Vertical GaN Fin JFET: A Power Device with Short Circuit Robustness at Avalanche Breakdown Voltage

Abstract

GaN high-electron-mobility transistors (HEMTs) are known to have no avalanche capability and insufficient short-circuit robustness. Recently, breakthrough avalanche and short-circuit capabilities have been experimentally demonstrated in a vertical GaN fin-channel junction-gate field-effect transistor (Fin-JFET), which shows a good promise for using GaN devices in automotive powertrains and electric grids.

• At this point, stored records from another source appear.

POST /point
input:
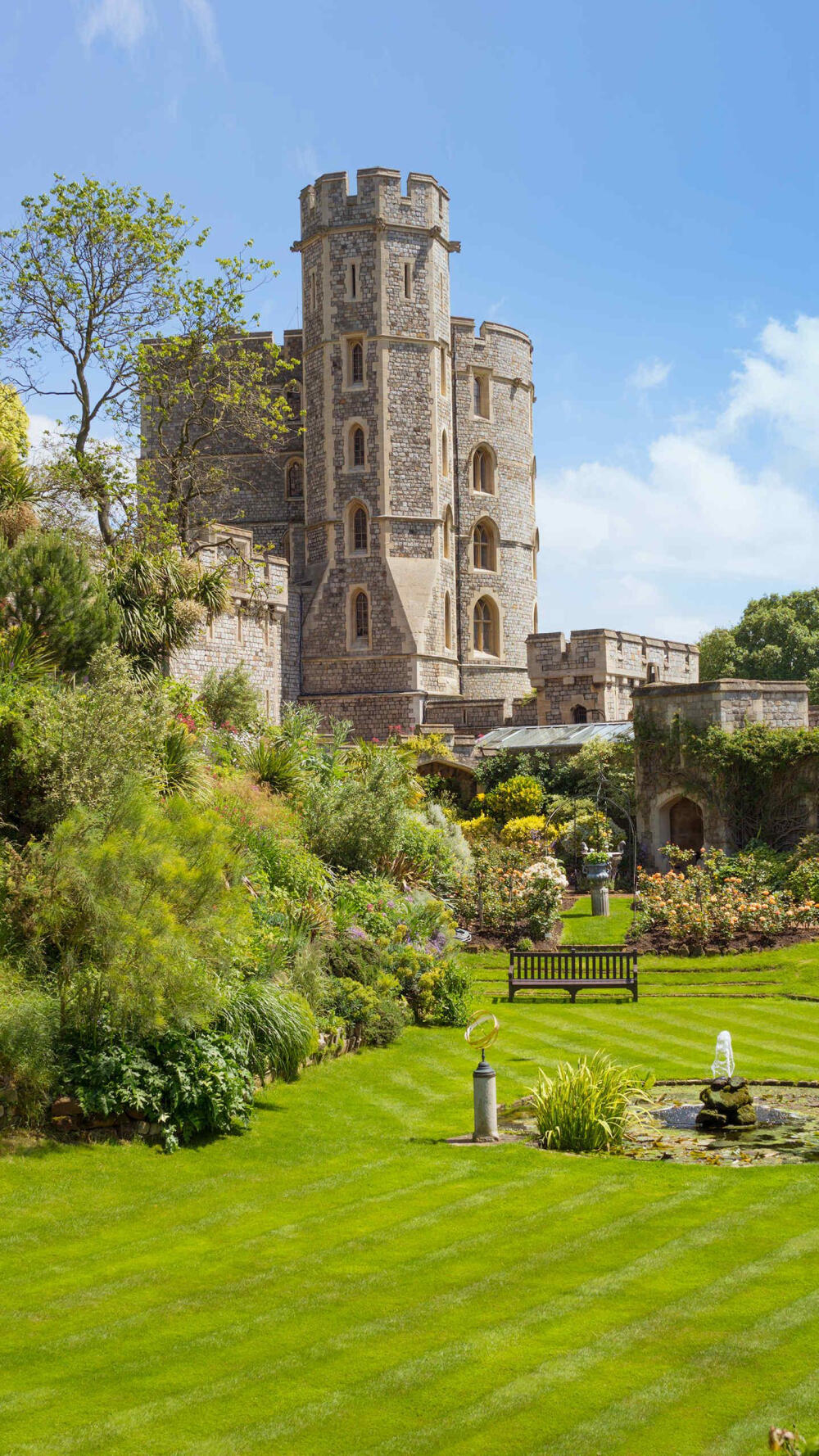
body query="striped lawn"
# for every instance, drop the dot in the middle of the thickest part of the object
(342, 1280)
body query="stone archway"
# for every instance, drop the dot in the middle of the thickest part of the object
(686, 825)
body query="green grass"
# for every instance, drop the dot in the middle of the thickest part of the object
(342, 1280)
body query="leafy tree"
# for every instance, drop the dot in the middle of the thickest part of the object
(13, 423)
(717, 654)
(48, 586)
(229, 696)
(777, 638)
(89, 271)
(201, 387)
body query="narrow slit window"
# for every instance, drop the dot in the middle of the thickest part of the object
(360, 531)
(362, 617)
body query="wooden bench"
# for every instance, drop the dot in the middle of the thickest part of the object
(574, 969)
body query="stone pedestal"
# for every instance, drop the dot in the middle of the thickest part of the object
(486, 1102)
(600, 898)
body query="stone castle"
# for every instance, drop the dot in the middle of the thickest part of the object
(396, 520)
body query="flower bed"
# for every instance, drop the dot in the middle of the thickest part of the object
(703, 907)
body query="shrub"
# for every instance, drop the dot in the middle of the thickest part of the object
(516, 832)
(509, 898)
(132, 915)
(587, 1108)
(229, 696)
(191, 1085)
(803, 881)
(357, 821)
(516, 798)
(276, 765)
(28, 1031)
(50, 586)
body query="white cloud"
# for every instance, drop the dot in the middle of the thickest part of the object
(205, 20)
(123, 20)
(39, 426)
(649, 374)
(780, 385)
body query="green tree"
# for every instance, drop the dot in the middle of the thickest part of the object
(50, 586)
(207, 385)
(777, 638)
(13, 423)
(717, 654)
(88, 273)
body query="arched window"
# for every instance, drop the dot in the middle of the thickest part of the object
(482, 473)
(359, 531)
(295, 481)
(484, 549)
(486, 626)
(360, 619)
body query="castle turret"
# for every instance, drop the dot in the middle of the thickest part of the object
(379, 460)
(497, 544)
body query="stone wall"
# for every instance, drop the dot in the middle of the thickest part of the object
(727, 703)
(501, 359)
(592, 676)
(251, 632)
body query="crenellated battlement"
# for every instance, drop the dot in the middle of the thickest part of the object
(328, 201)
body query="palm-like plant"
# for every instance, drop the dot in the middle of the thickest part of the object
(276, 765)
(183, 769)
(16, 494)
(24, 655)
(164, 600)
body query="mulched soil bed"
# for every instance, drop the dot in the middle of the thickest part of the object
(659, 943)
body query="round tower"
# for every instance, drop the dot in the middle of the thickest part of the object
(381, 622)
(497, 542)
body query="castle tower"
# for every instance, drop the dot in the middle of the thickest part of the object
(381, 619)
(497, 544)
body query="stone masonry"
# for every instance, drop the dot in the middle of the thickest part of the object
(592, 676)
(665, 806)
(251, 632)
(375, 494)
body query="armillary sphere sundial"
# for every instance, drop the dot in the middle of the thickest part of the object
(482, 1033)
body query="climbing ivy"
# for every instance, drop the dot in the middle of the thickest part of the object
(762, 780)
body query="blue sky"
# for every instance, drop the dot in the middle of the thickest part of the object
(634, 185)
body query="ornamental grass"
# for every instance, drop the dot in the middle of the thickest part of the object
(590, 1107)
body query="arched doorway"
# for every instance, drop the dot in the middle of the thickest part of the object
(686, 825)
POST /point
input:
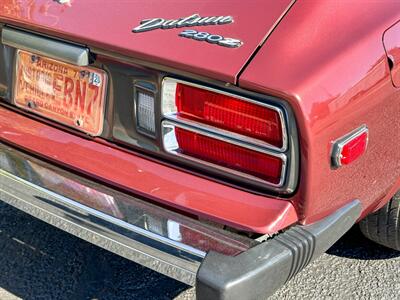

In particular, GaN Fin-JFETs demonstrated good short-circuit capability at avalanche breakdown voltage (BVAVA), with a failure-to-open-circuit (FTO) signature. This work presents a comprehensive device physics-based study of the GaN Fin-JFET under short-circuit conditions, particularly at a bus voltage close to BVAVA. Mixed-mode electrothermal TCAD simulations were performed to understand the carrier dynamics, electric field distributions, and temperature profiles in the Fin-JFET under short-circuit and avalanche conditions. The results provide important physical references to understand the unique robustness of the vertical GaN Fin-JFET under the concurrence of short-circuit and avalanche as well as its desirable FTO signature.